1.1.8.1. Print documentation#
It is almost impossible to memorize the tremendous amounts of packages and functions. Using built-in function help()
can quickly print out the capability description of the function, as well as what are the inputs and outputs of this function:
import numpy as np
help(np.ones) # Print help of ones funcion in Numpy
Help on function ones in module numpy:
ones(shape, dtype=None, order='C', *, like=None)
Return a new array of given shape and type, filled with ones.
Parameters
----------
shape : int or sequence of ints
Shape of the new array, e.g., ``(2, 3)`` or ``2``.
dtype : data-type, optional
The desired data-type for the array, e.g., `numpy.int8`. Default is
`numpy.float64`.
order : {'C', 'F'}, optional, default: C
Whether to store multi-dimensional data in row-major
(C-style) or column-major (Fortran-style) order in
memory.
like : array_like, optional
Reference object to allow the creation of arrays which are not
NumPy arrays.

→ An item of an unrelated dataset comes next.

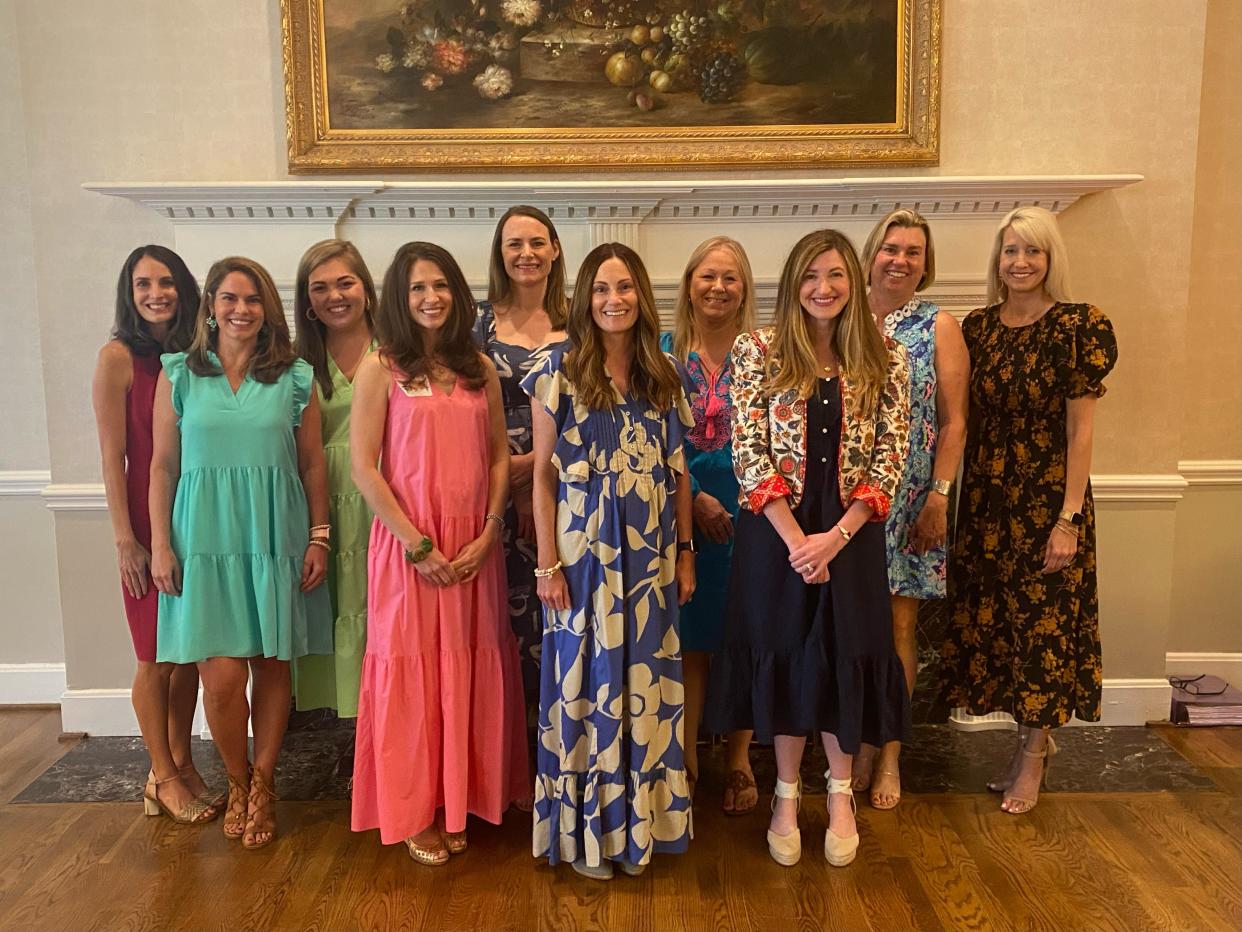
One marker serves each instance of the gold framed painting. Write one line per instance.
(499, 85)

If an array-like passed in as ``like`` supports
the ``__array_function__`` protocol, the result will be defined
by it. In this case, it ensures the creation of an array object
compatible with that passed in via this argument.
.. versionadded:: 1.20.0
Returns
-------
out : ndarray
Array of ones with the given shape, dtype, and order.
See Also
--------
ones_like : Return an array of ones with shape and type of input.
empty : Return a new uninitialized array.

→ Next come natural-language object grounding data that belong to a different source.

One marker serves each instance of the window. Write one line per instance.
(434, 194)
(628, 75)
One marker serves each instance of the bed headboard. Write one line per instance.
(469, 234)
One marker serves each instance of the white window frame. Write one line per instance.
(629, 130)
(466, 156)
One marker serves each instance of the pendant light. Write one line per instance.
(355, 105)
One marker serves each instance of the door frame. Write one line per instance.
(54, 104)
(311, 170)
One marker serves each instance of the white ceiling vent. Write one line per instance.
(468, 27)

zeros : Return a new array setting values to zero.
full : Return a new array of given shape filled with value.
Examples
--------
>>> np.ones(5)
array([1., 1., 1., 1., 1.])
>>> np.ones((5,), dtype=int)
array([1, 1, 1, 1, 1])
>>> np.ones((2, 1))
array([[1.],
[1.]])
>>> s = (2,2)
>>> np.ones(s)
array([[1., 1.],
[1., 1.]])
1.1.8.2. Read online official documentation#
When learning a new package, it’s always good to briefly read its official documentation. A typical well-documented package offers User Guide (introducing the framework to work around the package), API references (listing details of each entry in the package), and gallery (showing off their good examples).
Try browsing the official website of machine learning package scikit-learn
! Its doc combines theory, codes, and visualization to deliver ideas.
1.1.8.3. Search in community: Stack Overflow#
Python can also be titled as an internet-based programming language, not only because of so many open-source third-party packages available online, but also due to actively engaged communities. StackOverflow is a great Q&A website to search for similar questions from community buddies as you have. The answers supported most by community will show at first following the question.
1.1.8.4. Ask in ChatGPT#
ChatGPT is an AI-powered language model developed by OpenAI. Prompted with proper questions, ChatGPT can give suggestions on code snippets that fit your demand. You can also use the GitHub Copilot to autocomplete code lines.
1.1.9. References#
This tutorial was edited based on the Python Numpy Tutorial, Andreas Ernst’s Python4Maths, and W3Schools.
This tutorial only touched Python basics that you need to know. You may refer to the official documentation of Python Standard Library for detailed information when necessary.